I had been planning to get to work on some of the things that Rakudo had requested involving Packfiles next, but after talking to plobsing we’ve decided to hold off on those things for now and push them off until the end of summer. He’s given me the abbreviated version of the requests, and they sound doable, but I have a lot of research left to do before I feel competent talking about those things here on my blog, much less roll my sleeves up and start fiddling with the code. He instead is interested in starting to do some concurrency work now, and I’m going to set my sights on the meta-object model instead. I’ve also volunteered to offer some support for the concurrency project.
The general priorities for the 4.0 release, roughly sorted in order of both what we want and what I think people are actually going to be working towards, are as follows: basic concurrency work and thread-safety (plobsing and myself), 6model and MOP improvements (I’m trying to assemble a team. Currently it’s Tene and myself), packfile improvements (plobsing and myself), Lorito prototypes (cotto and dukeleto), and completing the work to excise IMCC from libparrot (I need this for my own personal sanity). In addition, bacek is still working hard on his JIT prototype work, and we have a series of very interesting GSoC projects which need our support. When you start adding up the things that we can plausibly deliver before 4.0, it really amounts to quite an impressive amount of stuff. I hope we do half as well.
Today I’m going to talk about the meta-object model work that I am planning to start soon. This is the first of what will indoubtably become a lengthy series of posts on the topic, and is likely to be the least complete and most ignorant from among them.
The basic plan for our object model going forward is to adopt 6model as the basis of a new MOP system for Parrot. It and the things we will build on top of it should provide the functionality that Parrot currently provides, and should enable even more new features and optimization opportunities in the future. Because it was designed to run on top of Parrot and to cater to the needs of Perl 6 it doesn’t quite have everything that we need out of the box and might not integrate cleanly. However, it does give us a great opportunity to throw out the baby with the bathwater and clean up some of the biggest problems in our current object model. We also need to be cognizant of the fact that the object model refactors are going to take a long time and be very involved. They will be occuring before, during, and after several other big changes to other important subsystems. The object model is not being refactored and rewritten in a vacuum, we need to be aware of work in other subsystems like GC, JIT, Concurrency, Lorito and Packfiles, among others.

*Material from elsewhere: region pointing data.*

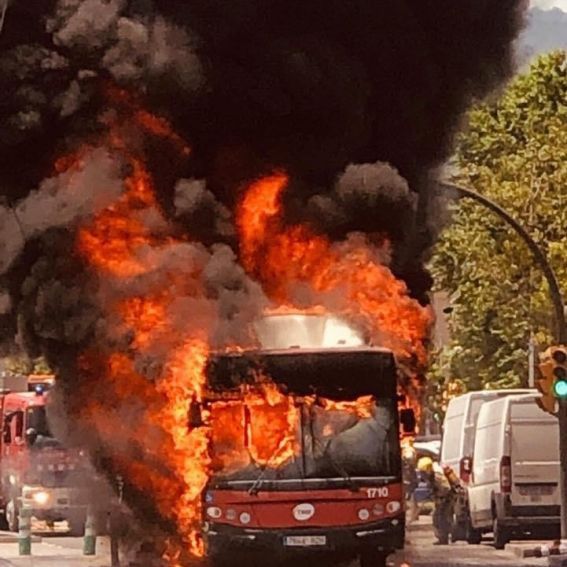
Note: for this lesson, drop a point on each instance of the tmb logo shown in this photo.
(303, 512)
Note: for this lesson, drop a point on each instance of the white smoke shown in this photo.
(59, 201)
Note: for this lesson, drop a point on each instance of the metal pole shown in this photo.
(89, 538)
(560, 327)
(24, 531)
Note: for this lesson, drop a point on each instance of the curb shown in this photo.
(5, 538)
(538, 551)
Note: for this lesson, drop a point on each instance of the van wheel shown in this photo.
(473, 537)
(501, 535)
(372, 558)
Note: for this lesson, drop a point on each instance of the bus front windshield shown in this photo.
(302, 437)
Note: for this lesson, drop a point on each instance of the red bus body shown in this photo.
(342, 515)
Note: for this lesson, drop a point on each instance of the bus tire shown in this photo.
(373, 558)
(501, 535)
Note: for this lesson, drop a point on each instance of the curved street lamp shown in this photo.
(559, 309)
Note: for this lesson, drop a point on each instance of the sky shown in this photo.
(548, 4)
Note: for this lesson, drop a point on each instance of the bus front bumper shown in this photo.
(387, 535)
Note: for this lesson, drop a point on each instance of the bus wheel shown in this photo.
(12, 515)
(373, 558)
(501, 535)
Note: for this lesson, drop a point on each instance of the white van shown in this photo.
(457, 450)
(459, 428)
(515, 481)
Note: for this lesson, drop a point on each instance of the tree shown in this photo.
(515, 152)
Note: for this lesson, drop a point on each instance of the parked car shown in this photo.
(515, 488)
(457, 449)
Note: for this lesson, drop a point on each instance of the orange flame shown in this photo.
(115, 244)
(362, 288)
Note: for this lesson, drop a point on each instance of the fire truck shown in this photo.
(340, 495)
(36, 472)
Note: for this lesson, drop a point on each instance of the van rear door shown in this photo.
(534, 455)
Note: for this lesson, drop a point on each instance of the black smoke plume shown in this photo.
(358, 101)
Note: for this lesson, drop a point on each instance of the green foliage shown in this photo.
(21, 364)
(515, 152)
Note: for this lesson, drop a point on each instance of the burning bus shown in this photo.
(305, 444)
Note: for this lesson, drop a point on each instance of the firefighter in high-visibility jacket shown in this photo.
(444, 486)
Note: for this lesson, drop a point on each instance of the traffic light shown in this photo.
(559, 358)
(552, 381)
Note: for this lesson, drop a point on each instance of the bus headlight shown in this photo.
(214, 512)
(378, 509)
(393, 507)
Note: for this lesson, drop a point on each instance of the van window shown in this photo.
(452, 435)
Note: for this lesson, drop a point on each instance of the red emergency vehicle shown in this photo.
(341, 495)
(36, 472)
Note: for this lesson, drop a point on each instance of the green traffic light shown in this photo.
(560, 389)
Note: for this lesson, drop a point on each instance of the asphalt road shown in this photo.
(421, 551)
(58, 550)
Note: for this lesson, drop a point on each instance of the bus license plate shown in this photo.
(305, 541)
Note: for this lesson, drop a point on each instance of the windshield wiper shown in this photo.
(257, 484)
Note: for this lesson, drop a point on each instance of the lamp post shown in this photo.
(560, 327)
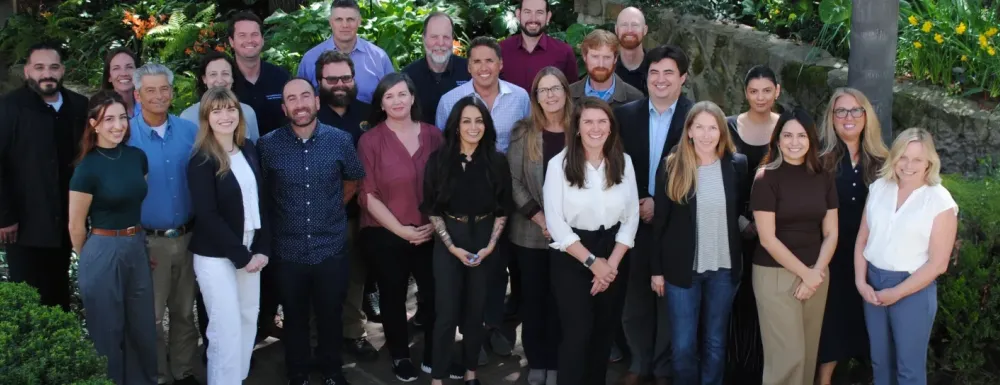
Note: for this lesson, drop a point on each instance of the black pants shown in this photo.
(45, 269)
(540, 329)
(322, 286)
(460, 294)
(395, 259)
(588, 322)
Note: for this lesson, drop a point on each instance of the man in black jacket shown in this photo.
(40, 128)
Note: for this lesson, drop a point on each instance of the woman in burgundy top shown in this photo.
(394, 234)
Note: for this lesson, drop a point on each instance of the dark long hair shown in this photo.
(97, 106)
(576, 158)
(449, 156)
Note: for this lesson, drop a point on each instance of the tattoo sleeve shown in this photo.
(442, 231)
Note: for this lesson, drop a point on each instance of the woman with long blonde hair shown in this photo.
(231, 241)
(697, 268)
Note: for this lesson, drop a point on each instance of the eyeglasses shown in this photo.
(346, 79)
(856, 112)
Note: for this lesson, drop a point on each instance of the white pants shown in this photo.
(232, 300)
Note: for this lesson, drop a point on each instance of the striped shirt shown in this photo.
(712, 252)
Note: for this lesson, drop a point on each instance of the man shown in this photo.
(600, 52)
(311, 171)
(531, 50)
(652, 127)
(40, 126)
(341, 109)
(370, 61)
(258, 84)
(439, 71)
(631, 30)
(167, 141)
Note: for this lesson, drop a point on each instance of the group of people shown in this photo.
(754, 248)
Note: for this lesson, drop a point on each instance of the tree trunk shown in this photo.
(872, 61)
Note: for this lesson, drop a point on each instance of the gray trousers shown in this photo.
(117, 289)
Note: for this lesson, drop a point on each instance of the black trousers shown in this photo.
(540, 330)
(460, 294)
(321, 288)
(45, 269)
(395, 259)
(588, 322)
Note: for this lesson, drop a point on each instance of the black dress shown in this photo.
(844, 333)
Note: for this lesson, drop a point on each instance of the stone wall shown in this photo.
(721, 54)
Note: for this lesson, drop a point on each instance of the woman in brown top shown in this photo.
(794, 202)
(394, 233)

The basic high-level plan to bring 6model into Parrot goes like this: We bring 6model into Parrot, in parallel with our current object system. Then we start migrating our current system to run on top of 6 model. Then we start tearing down the walls and exposing 6model more directly to the user. Along the way we want to fix a huge number of problems and inefficiencies throughout Parrot. The way I figure it, if we’re going to do this project we should do it right, and that means getting rid of some of the rubbish we’ve been dealing with (and dealing around) for some time.
Some of the problems I really would like to address are: inheritance between built-in types and PIR-defined types, multi-pass PMC type initialization at Parrot startup, vtable bloat, various inefficiencies with attribute storage (especially in Object), improvement of Class and Role types, ability to allow roles and mixins for built-in types, making it easier and cheaper to compose roles and build multiple-inheritance heirarchies, exposing the multiple inheritance linearization logic to the HLL, making subclasses of built-in types much less expensive, and a handful of other things.
Not all of these things are going to be perfectly fixed any time soon, especially not before Lorito lands, but I would like to take the time to consider all of them.
Interestingly enough, chromatic posted a very related post about this very topic on his blog.
I’m not convinced that chromatic is talking to a Parrot-centric audience in that post. In fact, I’m very convinced that he is holding Parrot up as an example of what not to do to a Perl5-centric audience. No matter. We can all learn from the bad example Parrot is setting. Let’s face facts: The current Parrot object model can be summed up with two simple adjectives: stagnant and disappointing.
Fixing the object model and improving it so it can be better in the future are both extremely important tasks for the viability of Parrot. We need object model improvements in a very bad way. 6model is a kind of low-level tool that we would like to insert as the basis for a new system and the kinds of radical improvements that I think we want and need. In subsequent posts, as I get more concrete ideas in my head about what we need to do and what order we should try to do them in, I’m going to be filling in some of the details. The hard part in all of this, as I mentioned above, is trying to keep track of the work and the planning that is going into GC, concurrency, and Lorito. We are all going to have to try extremely hard to make sure all these fancy new systems work well together, and aren’t designed separately without accomodation.
In subsequent posts I’m going to talk about some of the problems with our current object model (and some proposals for solutions), and 6model. I’ll be talking about what 6model is, what it provides and how we are going to get it into Parrot. I’ll also be blogging about progress once we start the actual work. Jonathan Worthington is starting the work to port Rakudo over to 6model, and we both expect 6model will need to be changed a little bit during that process. Once he has made some progress and things calm down a little bit, we will start porting it into Parrot and building a new object model on top of it.